The four car giants said they would reopen early or in the middle of next month as the number of infections from coronavirus in the US soar. The US now has more confirmed cases of coronavirus than any other country in the world and more than 1,300 people have died. In New York alone, 281 people have died.
Reopening plants restores the largest source of cash as vehicle manufacturers generally receive revenue when they ship vehicles to dealerships, AP News reported
Vehicle manufacturers, like most businesses, are trying to manage their way through the coronavirus crisis, with work more-or-less stopped.
Ford, in a media release, said it wants to reopen five North American assembly plants, beginning with its Hermosillo, Mexico factory on 6 April. Then the Dearborn, Michigan truck plant, Kentucky truck plant in Louisville, the Ohio Assembly Plant near Cleveland, and the Transit van line at the Kansas City plant would reopen on 14 April. It added the resumption of work would be safeguarded by “additional safety measures to protect returning workers”.
Honda wants to reopen US and Canadian factories on 7 April, a week later than originally planned. Toyota wants to restart North American plants on 20 April. Fiat Chrysler intends to reopen US and Canadian factories on 14 April depending on state restrictions and plant readiness. General Motors said it has not yet made a decision to reopen its plants.

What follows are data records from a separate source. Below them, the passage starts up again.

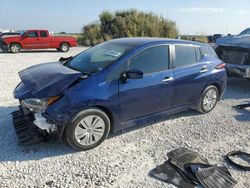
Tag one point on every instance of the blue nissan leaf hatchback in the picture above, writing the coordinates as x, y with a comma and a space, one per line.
115, 85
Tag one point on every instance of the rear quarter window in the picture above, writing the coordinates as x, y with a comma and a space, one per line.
184, 55
208, 50
43, 34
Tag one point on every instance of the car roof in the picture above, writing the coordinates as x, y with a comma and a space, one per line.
140, 41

In Europe, the vehicle manufacturers have all-but shutdown while the vehicle manufacturing plants in China, bar the city of Wuhan, resumed last month. Groupe PSA’s joint venture with the Dongfeng Motor Group has announced that car production has resumed at its plant in Wuhan, the initial epicentre of the coronavirus outbreak.
Toyota reopened two factories on 17 February in Changchun, Jilin province, and in Guangzhou, Guangdong province. It’s Tianjin plant reopened 24 hours later. Volkswagen’s joint ventures with SAIC Motor and FAW reopened on 17 February while General Motors began a staggered restart of its plants on 15 February. The joint ventures with Mercedes-Benz and Hyundai restarted on 8 February.
All the vehicle manufacturing plants restarted with worker shortages due to self-isolation from the coronavirus. Tesla is reportedly back to full production making 3,000 Model 3 vehicles a week at its Shanghai plant in China. A second factory is being built next to the existing plant in Shanghai.
The North American factory decisions contrast with Italy, which on Thursday expanded a nationwide lockdown to include most heavy industry. Auto plants in Italy, which leads the world in virus deaths, already had been closed voluntarily.
New auto sales are expected to fall dramatically for the month of March. Edmunds.com expects March sales to fall nearly 36% from a year earlier.